We can use the dask.array.from_array on an xnd object, to have Dask chunk up that array and execute operations in parallel. The requirements dask has for an array like object are listed here.
We were going back and forth on whether the numpy-ish API should be implemented on the xnd object directly or if we should create a wrapper class, like this, that adds numpy methods.
The most basic requirement is to have shape and dtype attributes on the object. We can forward those from the type attribute:
In [1]: from xnd import xnd
In [3]: x = xnd(list(range(10)))
In [4]: import dask.array as da
In [7]: x.shape = x.type.shape
In [15]: x.dtype = str(x.type.hidden_dtype)
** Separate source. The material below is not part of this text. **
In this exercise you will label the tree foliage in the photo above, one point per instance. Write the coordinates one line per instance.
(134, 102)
In [17]: d = da.from_array(x, chunks=(5,))
In [19]: d.sum()
Out[19]: dask.array<sum-aggregate, shape=(), dtype=int64, chunksize=()>
In [21]: d.sum().compute()
Out[21]: 45
In [23]: np.exp(d).sum().compute()
Out[23]: 12818.308050524603
In [24]: d[::3]
Out[24]: dask.array<getitem, shape=(4,), dtype=int64, chunksize=(2,)>
In [25]: d[::3].compute()
Out[25]: array([0, 3, 6, 9])We could also implement __array_ufunc__ so that when we call np.sin on an xnd array, we could get back an xnd array by using the gumath.sin function. This is how cupy implements it.
We can also create a concat and register it with dask.array.core.concatenate_lookup. I don't think a concat gufunc exists yet.